Friday, July 30, 2010

Living Mark

But there is more here for us as readers of the prologue in the gospel of Mark. We have what seems to be another confirmation. Previously, there was a voice calling in the wilderness/desert, this time it is a voice from heaven. A voice linkage takes place on the level of hope and fulfillment. God is speaking from outside places that go beyond the norm of everyday life. Heaven and wilderness/ desert voices are confirmatory voices that readers need to hear about as we are moved further inside the narrative world, which in a startling and shocking way, begins to transform and change our own world.

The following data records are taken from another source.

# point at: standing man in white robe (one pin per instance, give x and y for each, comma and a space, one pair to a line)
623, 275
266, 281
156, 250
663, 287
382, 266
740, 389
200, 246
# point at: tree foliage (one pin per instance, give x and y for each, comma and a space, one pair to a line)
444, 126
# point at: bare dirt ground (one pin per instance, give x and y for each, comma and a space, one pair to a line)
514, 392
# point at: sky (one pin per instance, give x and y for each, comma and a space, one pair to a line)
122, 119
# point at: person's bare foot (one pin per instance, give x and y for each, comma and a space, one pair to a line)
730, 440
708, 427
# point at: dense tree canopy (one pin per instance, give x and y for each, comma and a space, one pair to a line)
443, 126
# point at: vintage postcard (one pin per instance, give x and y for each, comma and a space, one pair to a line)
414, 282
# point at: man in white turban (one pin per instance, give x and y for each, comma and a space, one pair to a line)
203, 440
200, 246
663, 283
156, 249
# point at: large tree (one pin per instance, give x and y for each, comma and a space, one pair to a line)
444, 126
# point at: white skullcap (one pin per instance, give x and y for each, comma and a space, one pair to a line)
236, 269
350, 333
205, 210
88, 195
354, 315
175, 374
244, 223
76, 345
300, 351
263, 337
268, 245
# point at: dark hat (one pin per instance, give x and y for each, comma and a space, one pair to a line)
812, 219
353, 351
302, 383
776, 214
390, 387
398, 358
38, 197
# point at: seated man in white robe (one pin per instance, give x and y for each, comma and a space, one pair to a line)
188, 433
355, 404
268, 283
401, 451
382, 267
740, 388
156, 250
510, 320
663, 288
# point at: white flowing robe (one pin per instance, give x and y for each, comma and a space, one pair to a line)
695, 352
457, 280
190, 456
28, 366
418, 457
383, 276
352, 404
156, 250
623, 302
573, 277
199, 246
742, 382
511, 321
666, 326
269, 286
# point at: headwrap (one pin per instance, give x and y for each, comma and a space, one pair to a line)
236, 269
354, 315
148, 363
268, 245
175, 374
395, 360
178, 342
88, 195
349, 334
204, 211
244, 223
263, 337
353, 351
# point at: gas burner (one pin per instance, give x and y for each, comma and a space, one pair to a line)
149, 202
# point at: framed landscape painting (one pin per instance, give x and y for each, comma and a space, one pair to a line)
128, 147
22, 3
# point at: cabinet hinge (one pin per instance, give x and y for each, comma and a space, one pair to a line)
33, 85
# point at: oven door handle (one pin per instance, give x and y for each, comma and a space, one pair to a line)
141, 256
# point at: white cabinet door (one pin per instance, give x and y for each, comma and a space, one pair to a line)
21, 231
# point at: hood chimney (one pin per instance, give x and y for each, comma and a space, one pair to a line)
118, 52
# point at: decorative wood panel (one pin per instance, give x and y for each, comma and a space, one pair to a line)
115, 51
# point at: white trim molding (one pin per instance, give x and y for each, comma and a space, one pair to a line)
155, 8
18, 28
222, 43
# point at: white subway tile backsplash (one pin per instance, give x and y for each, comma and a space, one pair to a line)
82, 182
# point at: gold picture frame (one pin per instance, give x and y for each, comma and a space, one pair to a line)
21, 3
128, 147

God’s voiced proclamation assures readers that Jesus is the real thing – the beloved authentic Son promised from the times of the OT in whom God is now pleased. These OT images (focus Isaiah 42:1-4 and Psalm 2:7) give readers a striking portrayal of Jesus as the unique son of God who will carry forward God’s promise of a Messiah-servant-being who would bring the long awaited Kingdom of God. Instantly, after this voiced confirmation by God, the Spirit drives Jesus away from one wilderness and into another – to an outside place further away from daily life and everyday contexts, and the flow of crowds coming to John. The role of Jesus is portrayed as entirely passive in the narrator’s recounting. The active verbs in this scene refer to the Spirit and the angels. The narrator offers readers a privileged insight into the outside – to beyond the norms of human affairs in order to show the role of a personal and performative dimension of the Spirit in Jesus’ mission of facing conflict, and a power battle that is not entirely played out in daily life situations. Intriguingly, the vivid and striking verb ekballo—drive out—for the Spirit’s action is used some fifty times in this narrative, most often, as we shall see later, when Jesus drives out demons. This verb usually connotes motions of conservation or resistance, but the narrator chooses to leave any such overt suggestions out of the picture. What is portrayed more clearly is that the authentic unique Son of God faces this time of conflict through the initiative of the Spirit. Whatever testing experience Jesus goes through in this outside place, its overall impact is positive with respect to the unfolding mission of God in these new times. Jesus again receives confirmation as God’s authentic Son. The protagonist Satan, the adversary, tests Jesus in the outside wilderness place for a period, likely here reminiscent of the previous period of Israel’s testing in the outside places—wilderness prior to entering the Promised Land.

The narrator makes very little of this encounter and the testing connected to it. No sense of victory or defeat – winner or loser. The mention of wild animals may reinforce the picture of an outside place and Israel’s wanderings in the wilderness where God’s people are protected from vicious animals, much as Jesus may have now been through the aid of angels.

The focus here seems to be to heighten the drama as the baptized and baptizing Son of God – the coming One is thrust into heavy conflict in a hostile environment that threatens, yet cannot stop God’s unfolding mission to Israel and to the whole world through his Son.